What's a reasonably-secure, reasonably-portable way to allocate memory for private keys? [closed]

Question

I'm looking for a "best practice" for allocating storage for 256-bit private keys. I'm thinking at minimum, keys shouldn't be paged to disk, and there are maybe some other attack vectors to worry about (a la Hearbleed). The solution must be portable to Linux and BSD.

Some thing I have looked at:

• TRESOR (not BSD-portable)
• Akamai's "secure heap"
• David Shaw's secmalloc
• Use mlock to forbid paging
• Just use malloc and don't worry. A cursory reading suggests this may be what LibreSSL does.

Any recommendations?

Answer 1

Unless you have special requirements, just using malloc is the sane approach. It has the advantage that valgrind and similar can catch usage errors, which are one of the main ways the type of vulnerabilities you may be worried about come into existence. As the OpenSSL fiasco showed us, trying to do something fancy and botching it is a major risk.

If you have more demanding requirements, it really depends a lot on your usage case. I'm going to assume your keys are transient, or else avoiding storing them on disk doesn't make a lot of sense. Here are my recommended mitigations for particular risks:

• Swapping to disk: If your system requires security against physical attacks, you should not have swap at all. Individually trying to protect specific data with mlock is something of a joke.

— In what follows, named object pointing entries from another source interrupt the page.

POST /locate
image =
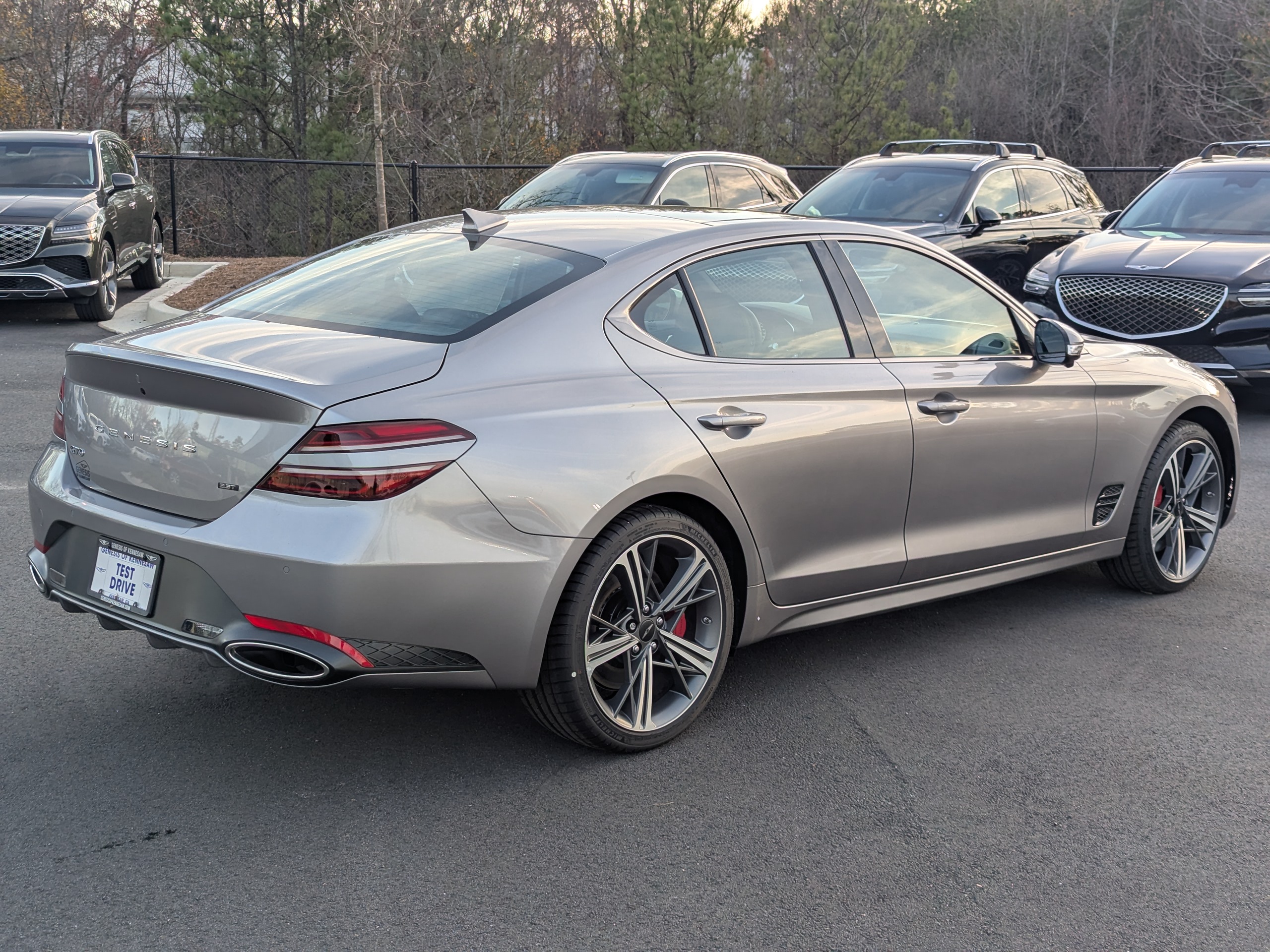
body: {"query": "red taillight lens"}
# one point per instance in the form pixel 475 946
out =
pixel 305 631
pixel 59 419
pixel 405 454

Just turn swap off and install enough memory and it's a non-issue. mlock should be considered a realtime scheduling feature, not a security feature.

• Heartbleed-like issues, moderate defense: Allocating your memory via mmap with guard pages on both sides: first mmap 2 pages more than you need, all with PROT_NONE, then use mprotect to make all but the first and last page PROT_READ|PROT_WRITE. Free it with munmap as soon as you're done with it.

• Heartbleed-like issues, strong defense: Fork a child process to do all the cryptography.